Может, уже и развелся, возражала Айма. А блуд не такой уж тяжелый грех, ни по-вашему, ни по-нашему! Если с доброй охотой да к обоюдной радости, то и вовсе греха почти что нет, это уже любовь называется, вот ты про даму Фламенку слышал? Разве ж она грешница была? Вовсе нет, все ее и ее любовь уважали! Да что там далеко ходить за примером, у нас есть кузина в городе Муассаке — дай-то Бог, чтобы она жива осталась, Муассак-то сейчас под Монфором — так она когда вышла замуж, у нее никак не ладилось с мужем. И господин тамошний аббат, прознав про такое дело через исповедь, послал к ней спросить: не хочет ли она, чтобы у нее с мужем все поправилось в плотских делах? Для этого ей надо только одну ночку с аббатом провести. Ну, Ава — это кузина наша — посоветовалась с мужем и согласилась, они все устроили, и что бы вы думали? Теперь у Авы с мужем трое ребятишек, все сплошь мальчики, и все здоровенькие, так что и от аббата может быть толк, если он, конечно, не особенно во всякую поповскую ерунду верует…
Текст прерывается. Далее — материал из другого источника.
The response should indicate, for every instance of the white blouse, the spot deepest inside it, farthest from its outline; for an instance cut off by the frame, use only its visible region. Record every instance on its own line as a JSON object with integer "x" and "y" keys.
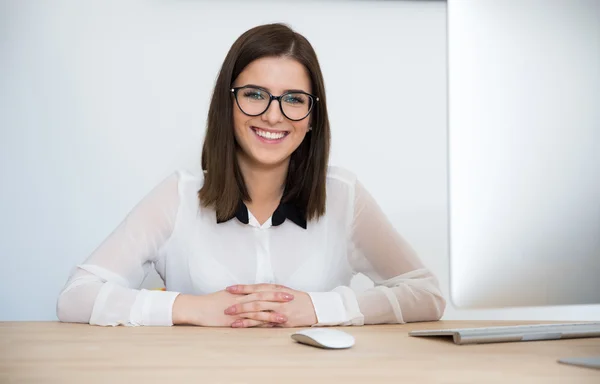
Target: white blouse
{"x": 193, "y": 254}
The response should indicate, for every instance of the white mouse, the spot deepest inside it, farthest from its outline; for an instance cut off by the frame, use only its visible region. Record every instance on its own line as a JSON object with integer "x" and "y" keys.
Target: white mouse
{"x": 324, "y": 338}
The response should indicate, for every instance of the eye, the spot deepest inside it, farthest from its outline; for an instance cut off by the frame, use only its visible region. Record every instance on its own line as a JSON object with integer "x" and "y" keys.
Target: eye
{"x": 295, "y": 98}
{"x": 254, "y": 94}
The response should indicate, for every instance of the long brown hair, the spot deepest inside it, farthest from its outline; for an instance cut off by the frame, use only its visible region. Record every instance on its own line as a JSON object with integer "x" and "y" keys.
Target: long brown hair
{"x": 224, "y": 185}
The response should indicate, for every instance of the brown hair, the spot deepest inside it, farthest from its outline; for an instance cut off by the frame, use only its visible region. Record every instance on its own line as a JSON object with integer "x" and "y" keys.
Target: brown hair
{"x": 224, "y": 185}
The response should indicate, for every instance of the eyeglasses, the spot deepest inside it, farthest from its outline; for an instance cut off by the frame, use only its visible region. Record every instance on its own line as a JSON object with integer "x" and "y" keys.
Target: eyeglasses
{"x": 254, "y": 101}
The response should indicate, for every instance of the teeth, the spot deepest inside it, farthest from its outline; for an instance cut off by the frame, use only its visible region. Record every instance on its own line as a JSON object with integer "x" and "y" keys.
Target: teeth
{"x": 270, "y": 135}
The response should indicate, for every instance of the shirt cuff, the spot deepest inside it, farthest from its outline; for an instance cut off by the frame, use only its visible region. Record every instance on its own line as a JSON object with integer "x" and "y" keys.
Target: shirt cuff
{"x": 329, "y": 308}
{"x": 153, "y": 308}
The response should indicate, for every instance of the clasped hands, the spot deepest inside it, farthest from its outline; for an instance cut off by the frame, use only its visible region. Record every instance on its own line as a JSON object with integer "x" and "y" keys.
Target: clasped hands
{"x": 243, "y": 306}
{"x": 270, "y": 305}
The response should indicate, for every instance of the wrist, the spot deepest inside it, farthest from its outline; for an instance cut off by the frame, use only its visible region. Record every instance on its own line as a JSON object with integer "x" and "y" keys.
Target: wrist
{"x": 181, "y": 309}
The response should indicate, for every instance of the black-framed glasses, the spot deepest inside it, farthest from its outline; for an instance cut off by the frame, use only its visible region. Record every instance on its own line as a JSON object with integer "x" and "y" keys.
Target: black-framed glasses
{"x": 254, "y": 101}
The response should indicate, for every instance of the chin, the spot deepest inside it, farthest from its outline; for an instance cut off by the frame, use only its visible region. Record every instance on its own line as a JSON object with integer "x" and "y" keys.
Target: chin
{"x": 270, "y": 160}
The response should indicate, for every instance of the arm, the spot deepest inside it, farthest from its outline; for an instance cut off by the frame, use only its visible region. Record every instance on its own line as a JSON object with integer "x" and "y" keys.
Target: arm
{"x": 102, "y": 290}
{"x": 405, "y": 291}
Не стоит говорить, милая моя, что я чувствовал и думал от таких речей. Не знаю даже, кто мне был противней — развратный служитель Божий, к тому же не особенно крепкий в вере, или пентюх муж, или негодная прелюбодейка Ава… Или Айма, повествовавшая о подобных мерзостях со спокойными, ясными глазами, как о покосе там, или ярмарках, или выпасе овец, или других хозяйственных делах. Или Аймерик, который любил пуститься в пространное рассуждение о детях — считать ли плодовитость женщины благословением, с одной стороны, или проклятьем — с другой, ведь в общем-то носить плод и рожать — грешно и мерзко пред Богом духовным; а с третьей стороны — все-таки полезное дело, ведь надо блуждающим душам людским куда-то вселяться, и лучше человеку родиться в хорошей верующей семье, Познавшей Благо, чтобы потом перед смертью успеть принять Утешение…
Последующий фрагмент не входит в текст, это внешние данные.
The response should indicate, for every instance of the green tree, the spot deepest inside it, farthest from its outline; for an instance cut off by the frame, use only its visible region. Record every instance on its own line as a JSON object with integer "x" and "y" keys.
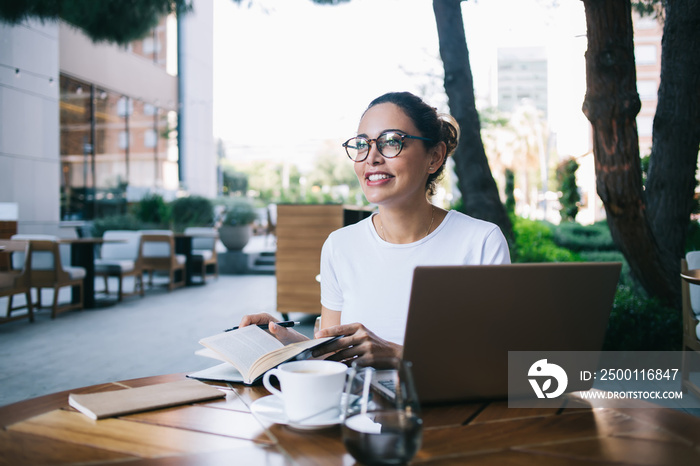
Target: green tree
{"x": 570, "y": 198}
{"x": 648, "y": 221}
{"x": 118, "y": 21}
{"x": 479, "y": 191}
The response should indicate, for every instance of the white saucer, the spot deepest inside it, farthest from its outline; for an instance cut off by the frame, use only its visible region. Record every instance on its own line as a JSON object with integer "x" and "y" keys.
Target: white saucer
{"x": 271, "y": 409}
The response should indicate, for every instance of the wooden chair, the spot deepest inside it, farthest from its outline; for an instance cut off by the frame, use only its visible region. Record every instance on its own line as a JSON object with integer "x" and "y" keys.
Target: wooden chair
{"x": 691, "y": 306}
{"x": 203, "y": 255}
{"x": 121, "y": 259}
{"x": 158, "y": 253}
{"x": 47, "y": 271}
{"x": 13, "y": 282}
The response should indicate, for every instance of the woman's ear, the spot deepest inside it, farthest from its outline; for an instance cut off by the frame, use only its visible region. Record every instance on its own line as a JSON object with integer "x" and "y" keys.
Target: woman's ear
{"x": 437, "y": 157}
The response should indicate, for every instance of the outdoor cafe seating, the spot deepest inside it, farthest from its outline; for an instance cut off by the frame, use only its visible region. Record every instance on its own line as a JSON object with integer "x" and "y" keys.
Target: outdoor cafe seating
{"x": 48, "y": 271}
{"x": 691, "y": 317}
{"x": 203, "y": 255}
{"x": 158, "y": 255}
{"x": 14, "y": 282}
{"x": 120, "y": 257}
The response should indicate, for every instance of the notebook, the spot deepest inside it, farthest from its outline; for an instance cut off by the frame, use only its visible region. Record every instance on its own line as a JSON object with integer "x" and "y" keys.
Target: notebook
{"x": 463, "y": 320}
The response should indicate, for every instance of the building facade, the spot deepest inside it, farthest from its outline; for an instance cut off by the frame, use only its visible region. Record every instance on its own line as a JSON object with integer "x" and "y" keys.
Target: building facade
{"x": 86, "y": 128}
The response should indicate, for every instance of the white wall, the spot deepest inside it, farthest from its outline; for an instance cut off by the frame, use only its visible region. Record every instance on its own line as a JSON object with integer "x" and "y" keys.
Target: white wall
{"x": 116, "y": 69}
{"x": 197, "y": 150}
{"x": 29, "y": 124}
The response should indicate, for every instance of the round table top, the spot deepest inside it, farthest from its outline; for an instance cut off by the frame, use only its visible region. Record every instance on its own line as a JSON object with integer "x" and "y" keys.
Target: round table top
{"x": 691, "y": 276}
{"x": 567, "y": 431}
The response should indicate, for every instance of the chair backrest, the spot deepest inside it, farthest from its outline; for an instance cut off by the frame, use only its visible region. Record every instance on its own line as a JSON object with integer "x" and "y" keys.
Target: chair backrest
{"x": 13, "y": 278}
{"x": 45, "y": 264}
{"x": 203, "y": 237}
{"x": 41, "y": 259}
{"x": 158, "y": 251}
{"x": 128, "y": 247}
{"x": 693, "y": 259}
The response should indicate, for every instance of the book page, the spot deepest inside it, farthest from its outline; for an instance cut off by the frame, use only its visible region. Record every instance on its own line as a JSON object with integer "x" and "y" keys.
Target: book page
{"x": 242, "y": 347}
{"x": 270, "y": 360}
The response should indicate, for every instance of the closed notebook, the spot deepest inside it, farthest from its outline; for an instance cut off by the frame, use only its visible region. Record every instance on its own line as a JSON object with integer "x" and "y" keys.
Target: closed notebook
{"x": 134, "y": 400}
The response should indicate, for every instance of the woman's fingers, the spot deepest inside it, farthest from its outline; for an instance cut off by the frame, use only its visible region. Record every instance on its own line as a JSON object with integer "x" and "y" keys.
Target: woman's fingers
{"x": 256, "y": 319}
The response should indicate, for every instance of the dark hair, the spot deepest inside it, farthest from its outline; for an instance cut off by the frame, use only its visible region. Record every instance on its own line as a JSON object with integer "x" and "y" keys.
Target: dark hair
{"x": 437, "y": 127}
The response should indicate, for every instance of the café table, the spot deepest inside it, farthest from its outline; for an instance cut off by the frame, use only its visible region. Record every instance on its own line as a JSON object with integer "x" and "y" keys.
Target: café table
{"x": 45, "y": 430}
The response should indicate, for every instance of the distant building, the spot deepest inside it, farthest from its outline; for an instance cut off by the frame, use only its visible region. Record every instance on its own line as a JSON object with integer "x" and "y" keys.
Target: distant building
{"x": 86, "y": 127}
{"x": 647, "y": 54}
{"x": 522, "y": 76}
В такие минуты мне хотелось моих друзей отколотить. И не по-дружески, а отдубасить хорошенько чем тяжелым, чтобы призадумались о своем житье! Но потом подходила ко мне Айма с лукавой улыбочкой, предлагая разыграть по возвращении пьяного рыцаря Раймона, притвориться, что на город напал Монфор, закричать, что тревога — то-то он забегает, за оружие начнет хвататься! Или Аймерик перед сном обнимал меня, как брата, бормоча на ухо — дай-то Бог, добрый король Пейре скоро пожалует с армией, так мы рука об руку, все время вместе, на битву поедем, за графа нашего, за нашу Толозу, то-то будет хорошо! И понимал я в который раз, что люблю их, люблю, ничего тут не поделаешь — никогда я так не любил даже своего кровного брата, как теперь привязался к Аймерику, как дорога мне эта лохматая черная голова, сопящая рядом со мною на подушке, спаси Господи Аймерика, хоть он и еретик…
Дело шло к весне, на улицах умопомрачительно пахло водой, мокрым камнем, ветром с гор, почему-то морем. Нечистоты лились по сточным канавам в веселых бурлящих ручьях мартовских дождей. Толоза сверкала, черная вспаханная земля дышала желанием рожать, стремительно проклевывались новые листья. Серые огромные колонны платанов на радостях брызнули новыми веточками даже из середины шелушащихся стволов, похожих на слоновьи ноги. Всякий знает, что у слонов ноги толщиной со столбы церковных ворот, а в коленях не сгибаются, и потому ежели слон упадет, поднять его могут только сородичи своими трубами-носами. Весьма символичное животное; так и Толоза, упавшая, как боевой слон, ожидала, когда явится поднимать ее в блеске и силе непобедимый Арагон. Все ждали дона Пейре. У нас под окном слышался приятный баритон Раймона Миравальского, обучавшего новой своей восхвалительной песне соседскую молодежь. В общем хоре выделался красотой и звучностью голосок Аймы.